As I am into preparing the EEG dataset for Motor Imagery task, accurate, millisecond-level timing is crucial with perfectly regular timebase. While I understand that some of these issues are due to the board’s wireless transmission and buffering, I am seeking advice on how to best mitigate or correct for these timestamp inconsistencies in my datasets. Is there a recommended approach—either in acquisition or in post-processing—that ensures samples are placed on a truly uniform grid without sacrificing fidelity or introducing artefacts? Are there acquisition settings, firmware updates, or best practices that can help achieve a dataset with actual 8 ms accuracy between samples?
Any guidance from the community or OpenBCI team on how to minimize or eliminate these timing irregularities, or how to robustly reconstruct an accurate, uniformly sampled dataset when milliseconds matter, would be greatly appreciated. If others have faced and solved this, please share your strategies or recommendations.
Thank you!
Comments
Hi Sand,
Please read some of these previous Forum posts. The timestamps are not generated inside the Cyton, but instead by Brainflow in the laptop after the radio packet samples have been buffered by Bluetooth, OS, USB data streaming.
https://www.google.com/search?as_q=timestamp+buffering&as_sitesearch=openbci.com
That search produced by the blue button in the upper right column.
William
Thank you for your response, I know that the time stamps that are generated is not the actual time taken during eeg acquisition. These delays and jitters are caused by the latency and the buffering during the transmission processes. Can I conclude myself that for my offline data acquisition, I can just manually set the time intervals to 8ms so that the dataset will have uniform data points across the session?
But while doing so how do I know if there is any data loss if it had occur during acquisition or during transmission of eeg signal to my laptop.
And for the real time analysis like in BCI applications, how to tackle the latency issues so that the data streaming is consistent.
There are two metrics, jitter and latency.
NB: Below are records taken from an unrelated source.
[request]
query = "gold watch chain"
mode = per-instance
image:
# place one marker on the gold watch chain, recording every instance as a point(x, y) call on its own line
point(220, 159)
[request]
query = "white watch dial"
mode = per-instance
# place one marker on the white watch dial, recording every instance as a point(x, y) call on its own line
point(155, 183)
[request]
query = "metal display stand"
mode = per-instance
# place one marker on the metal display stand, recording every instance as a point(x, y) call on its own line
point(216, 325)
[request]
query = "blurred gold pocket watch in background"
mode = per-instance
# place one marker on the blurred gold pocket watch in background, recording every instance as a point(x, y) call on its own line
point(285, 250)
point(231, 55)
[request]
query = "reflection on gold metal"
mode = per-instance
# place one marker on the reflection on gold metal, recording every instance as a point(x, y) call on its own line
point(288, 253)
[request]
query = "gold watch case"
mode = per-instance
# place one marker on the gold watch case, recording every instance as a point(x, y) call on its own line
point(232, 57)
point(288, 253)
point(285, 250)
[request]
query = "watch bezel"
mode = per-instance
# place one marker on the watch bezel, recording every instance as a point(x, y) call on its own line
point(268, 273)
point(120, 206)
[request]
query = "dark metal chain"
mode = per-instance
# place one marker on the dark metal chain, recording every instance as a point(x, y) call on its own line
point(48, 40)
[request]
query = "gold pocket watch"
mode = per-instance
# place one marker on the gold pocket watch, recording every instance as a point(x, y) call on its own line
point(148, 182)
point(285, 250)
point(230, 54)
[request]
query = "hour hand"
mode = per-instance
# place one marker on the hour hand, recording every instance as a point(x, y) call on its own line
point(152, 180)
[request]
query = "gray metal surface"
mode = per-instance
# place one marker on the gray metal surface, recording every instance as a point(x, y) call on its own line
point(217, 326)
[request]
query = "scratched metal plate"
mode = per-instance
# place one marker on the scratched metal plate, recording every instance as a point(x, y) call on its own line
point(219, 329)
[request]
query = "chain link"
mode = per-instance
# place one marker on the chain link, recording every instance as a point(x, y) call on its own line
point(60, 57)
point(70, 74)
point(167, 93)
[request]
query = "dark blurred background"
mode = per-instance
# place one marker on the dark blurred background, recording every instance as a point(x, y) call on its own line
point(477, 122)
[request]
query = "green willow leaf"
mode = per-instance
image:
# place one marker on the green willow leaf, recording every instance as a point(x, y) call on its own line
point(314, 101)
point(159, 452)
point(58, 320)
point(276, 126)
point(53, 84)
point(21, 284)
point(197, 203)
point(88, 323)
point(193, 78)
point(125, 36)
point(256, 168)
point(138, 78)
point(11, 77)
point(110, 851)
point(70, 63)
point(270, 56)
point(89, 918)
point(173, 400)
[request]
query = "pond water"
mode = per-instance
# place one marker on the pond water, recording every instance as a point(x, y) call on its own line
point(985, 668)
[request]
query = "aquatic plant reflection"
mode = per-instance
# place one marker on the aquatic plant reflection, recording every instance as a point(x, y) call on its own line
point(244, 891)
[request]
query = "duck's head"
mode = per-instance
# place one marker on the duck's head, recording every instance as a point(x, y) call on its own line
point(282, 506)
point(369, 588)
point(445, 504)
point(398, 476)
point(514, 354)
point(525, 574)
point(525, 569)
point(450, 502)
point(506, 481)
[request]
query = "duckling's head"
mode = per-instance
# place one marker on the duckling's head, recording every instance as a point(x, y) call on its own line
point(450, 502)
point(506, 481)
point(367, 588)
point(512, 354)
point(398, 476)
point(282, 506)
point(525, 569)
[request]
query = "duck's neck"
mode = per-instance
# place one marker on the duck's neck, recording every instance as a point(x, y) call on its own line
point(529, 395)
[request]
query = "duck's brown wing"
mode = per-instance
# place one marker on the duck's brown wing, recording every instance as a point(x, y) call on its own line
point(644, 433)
There is no jitter, the samples / packets are generated at the fixed interval you mention 8 ms (4ms for 8 channel). If you read the previous Forum posts, the sample clock is not crystal controled, so actual rate may differ slightly from 125.000 Hz slightly, but is constant frequency.
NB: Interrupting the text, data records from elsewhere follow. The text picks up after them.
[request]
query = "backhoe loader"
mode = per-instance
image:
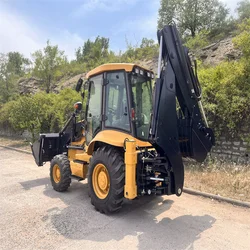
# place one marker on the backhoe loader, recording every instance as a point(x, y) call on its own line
point(133, 137)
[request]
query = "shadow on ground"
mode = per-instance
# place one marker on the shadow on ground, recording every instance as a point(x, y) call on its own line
point(146, 218)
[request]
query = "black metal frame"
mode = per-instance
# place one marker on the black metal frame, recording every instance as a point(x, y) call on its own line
point(174, 136)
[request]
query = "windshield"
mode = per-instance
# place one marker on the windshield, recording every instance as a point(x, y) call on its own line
point(142, 104)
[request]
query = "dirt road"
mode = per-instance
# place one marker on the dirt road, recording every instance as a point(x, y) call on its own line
point(34, 216)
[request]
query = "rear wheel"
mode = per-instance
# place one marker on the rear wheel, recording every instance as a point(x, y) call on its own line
point(60, 173)
point(106, 179)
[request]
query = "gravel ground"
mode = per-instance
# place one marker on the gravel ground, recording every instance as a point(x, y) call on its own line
point(34, 216)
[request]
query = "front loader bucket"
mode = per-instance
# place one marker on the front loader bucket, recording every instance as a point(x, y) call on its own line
point(48, 146)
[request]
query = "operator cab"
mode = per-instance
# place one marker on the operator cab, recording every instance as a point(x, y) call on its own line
point(119, 98)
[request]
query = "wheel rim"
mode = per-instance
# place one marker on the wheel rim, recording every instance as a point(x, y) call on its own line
point(56, 173)
point(100, 180)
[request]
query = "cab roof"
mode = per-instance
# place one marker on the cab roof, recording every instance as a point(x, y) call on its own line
point(128, 67)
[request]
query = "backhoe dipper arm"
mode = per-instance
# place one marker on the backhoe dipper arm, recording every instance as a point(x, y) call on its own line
point(185, 134)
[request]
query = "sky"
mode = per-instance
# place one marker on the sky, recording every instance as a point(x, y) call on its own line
point(26, 25)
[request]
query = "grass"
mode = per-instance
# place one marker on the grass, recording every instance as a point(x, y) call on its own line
point(220, 178)
point(14, 142)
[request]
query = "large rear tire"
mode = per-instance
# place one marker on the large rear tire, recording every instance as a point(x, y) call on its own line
point(60, 173)
point(106, 179)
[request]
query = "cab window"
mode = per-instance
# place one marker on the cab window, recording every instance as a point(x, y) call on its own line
point(116, 106)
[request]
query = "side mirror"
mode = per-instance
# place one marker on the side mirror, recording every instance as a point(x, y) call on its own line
point(79, 85)
point(78, 106)
point(86, 85)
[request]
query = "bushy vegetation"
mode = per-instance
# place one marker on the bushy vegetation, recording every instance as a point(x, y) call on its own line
point(39, 112)
point(226, 87)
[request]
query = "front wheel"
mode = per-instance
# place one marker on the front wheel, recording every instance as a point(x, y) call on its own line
point(106, 179)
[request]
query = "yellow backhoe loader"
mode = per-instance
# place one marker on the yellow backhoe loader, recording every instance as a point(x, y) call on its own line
point(133, 138)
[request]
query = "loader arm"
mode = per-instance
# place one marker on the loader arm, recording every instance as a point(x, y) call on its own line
point(184, 133)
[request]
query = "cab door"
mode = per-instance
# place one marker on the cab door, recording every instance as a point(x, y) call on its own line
point(94, 107)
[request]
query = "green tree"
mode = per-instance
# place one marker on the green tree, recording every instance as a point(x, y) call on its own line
point(47, 65)
point(12, 66)
point(243, 9)
point(191, 16)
The latency is also relatively constant, but can vary if there is a lot of Bluetooth or Wifi activity in your area. Typically only couple milliseconds or less.
For detecting lost samples, that is what the 'packet counter' in the data stream is for. It cycles by one from 0 to 255 and back again. Missing values would indicate missing samples. Generally this should be rare.
Regards,
Thank you, I will be looking at the packet counter in the data stream. What do you say for this "Can I conclude myself that for my offline data acquisition, I can just manually set the time intervals to 8ms so that the dataset will have uniform data points across the session?" And this "And for the real time analysis like in BCI applications, how to tackle the latency issues so that the data streaming is consistent".
I thought I already answered those questions. The latency is minimal and only a few ms at most. Your sample interval is 8 ms, so no issue. Yes the time intervals are 125.xxx Hz, but the xxx is constant and could be a few hundredths of a hz.